Earlier this week, the deVere CEO noted: “Those most impacted by this stealth move will be looking at the financial planning options available to them, including international options, in order to grow and protect their wealth.”

Rishi Sunak also confirmed that corporation tax will increase to 25% from 2023, up from the current level of 19%.

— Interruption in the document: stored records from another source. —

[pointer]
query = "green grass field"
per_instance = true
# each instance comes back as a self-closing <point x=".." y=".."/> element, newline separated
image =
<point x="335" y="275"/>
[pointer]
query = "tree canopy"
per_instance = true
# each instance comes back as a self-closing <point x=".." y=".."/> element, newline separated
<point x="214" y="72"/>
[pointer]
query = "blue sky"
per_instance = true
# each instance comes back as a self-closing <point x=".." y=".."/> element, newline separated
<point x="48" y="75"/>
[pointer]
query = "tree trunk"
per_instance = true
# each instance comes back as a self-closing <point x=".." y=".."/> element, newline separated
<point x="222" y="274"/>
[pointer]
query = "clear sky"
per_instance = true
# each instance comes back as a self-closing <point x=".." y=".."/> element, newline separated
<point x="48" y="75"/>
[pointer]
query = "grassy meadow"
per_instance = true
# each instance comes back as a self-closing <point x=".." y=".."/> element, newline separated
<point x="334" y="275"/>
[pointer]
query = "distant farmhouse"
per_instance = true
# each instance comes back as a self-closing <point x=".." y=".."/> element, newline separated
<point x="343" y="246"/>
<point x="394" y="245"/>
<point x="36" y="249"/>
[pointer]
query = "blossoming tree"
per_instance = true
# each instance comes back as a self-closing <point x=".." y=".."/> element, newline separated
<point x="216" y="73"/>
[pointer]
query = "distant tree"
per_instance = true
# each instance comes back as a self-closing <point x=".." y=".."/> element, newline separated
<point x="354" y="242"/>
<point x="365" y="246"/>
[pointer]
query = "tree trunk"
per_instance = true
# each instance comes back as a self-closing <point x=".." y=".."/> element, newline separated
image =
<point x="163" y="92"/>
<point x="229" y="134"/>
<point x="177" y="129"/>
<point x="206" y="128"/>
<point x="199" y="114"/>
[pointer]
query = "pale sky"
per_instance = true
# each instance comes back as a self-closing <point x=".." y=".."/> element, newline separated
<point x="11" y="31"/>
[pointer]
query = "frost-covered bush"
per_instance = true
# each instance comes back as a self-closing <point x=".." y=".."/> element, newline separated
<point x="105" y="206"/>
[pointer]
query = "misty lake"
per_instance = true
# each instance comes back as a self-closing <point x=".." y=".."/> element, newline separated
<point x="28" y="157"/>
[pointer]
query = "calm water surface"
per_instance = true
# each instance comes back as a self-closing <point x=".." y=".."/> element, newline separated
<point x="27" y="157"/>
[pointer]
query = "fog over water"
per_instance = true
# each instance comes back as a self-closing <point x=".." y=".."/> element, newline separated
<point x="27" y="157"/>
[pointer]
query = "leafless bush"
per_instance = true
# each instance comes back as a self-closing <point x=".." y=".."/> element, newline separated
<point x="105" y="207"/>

Of this tax hike, Mr Green goes on to say: “Lower corporation tax helps job and wealth-creating business to survive and thrive. It also helps attract business to move and invest in the country.

“Instead of increasing taxes, Mr Sunak should have relentlessly focussed on growth and stimulus policies for businesses.  This would have been of greater help to firms, the economy, jobs and, ultimately, the Treasury’s coffers.”

He adds: “Again, this corporation tax hike is likely to serve as a prompt for businesses to consider their overseas financial options.”

The deVere CEO concludes: “The Chancellor had to perform a tough juggling act.  But stealthily dragging more people into the tax net and raising corporation tax might have negative, unintended consequences for the Treasury’s bottom line.”